At issue is the agency’s “Lunar Terrain Vehicle” (LTV) contract. In April 2024, the space agency awarded a few tens of millions of dollars to three companies—Intuitive Machines, Lunar Outpost, and Astrolabe—to complete preliminary design work on vehicle concepts. NASA then planned to underwrite a company to build one or more rovers, land on the Moon, and provide rover services for a decade starting in 2029. Over the lifetime of the fixed price service contract, the combined maximum potential value was $4.6 billion.

The companies have since completed their design work, including building prototypes, and submitted their final bids for the much larger service contract in August. NASA has been considering those bids since then and is set to announce a final selection before the end of this month, according to two sources.

NASA can only afford one

The problem is that NASA can only fund one company’s proposal, leaving the two other rovers on the cutting room floor.

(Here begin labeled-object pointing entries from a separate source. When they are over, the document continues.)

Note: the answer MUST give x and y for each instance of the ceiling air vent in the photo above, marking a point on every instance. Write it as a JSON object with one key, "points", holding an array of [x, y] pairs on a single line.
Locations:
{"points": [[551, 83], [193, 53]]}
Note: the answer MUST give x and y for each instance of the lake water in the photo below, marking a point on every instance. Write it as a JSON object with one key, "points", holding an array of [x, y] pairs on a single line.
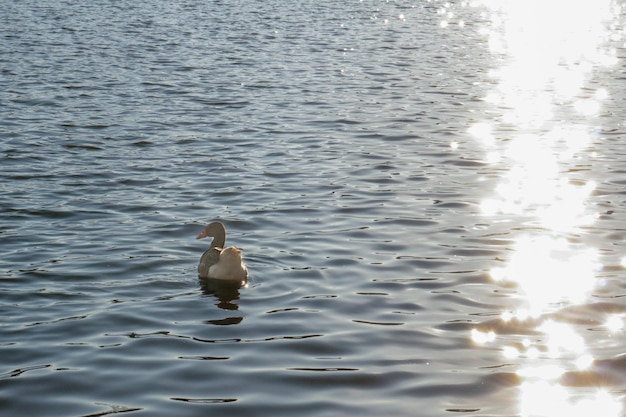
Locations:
{"points": [[430, 196]]}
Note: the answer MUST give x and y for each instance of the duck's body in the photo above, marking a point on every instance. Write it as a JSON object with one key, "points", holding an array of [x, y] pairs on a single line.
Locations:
{"points": [[217, 263]]}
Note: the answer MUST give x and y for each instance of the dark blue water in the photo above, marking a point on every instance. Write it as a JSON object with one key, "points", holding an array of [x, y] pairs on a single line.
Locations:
{"points": [[433, 220]]}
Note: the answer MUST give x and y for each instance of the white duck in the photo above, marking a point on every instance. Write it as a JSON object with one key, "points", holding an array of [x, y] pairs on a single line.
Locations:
{"points": [[219, 262]]}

It’s bad for competition, and it makes NASA vulnerable. Recently, Collins, one of NASA’s two new spacesuit providers, exited the program. This left only Axiom Space as the provider of suits for the lunar surface. And in 2014, with the Commercial Crew program, NASA gave almost all of its available funds to Boeing. (SpaceX was added only during the final weeks before the decision was announced.) After more than a decade, Boeing has yet to deliver a finished crewed spacecraft.

“We have seen over and over again with our business programs that two is better than one,” one executive told Ars.

In short, having only one company pursuing its own lunar rover means there is a single point of failure – if that company leaves for any reason, NASA astronauts will be left without wheels on the Moon.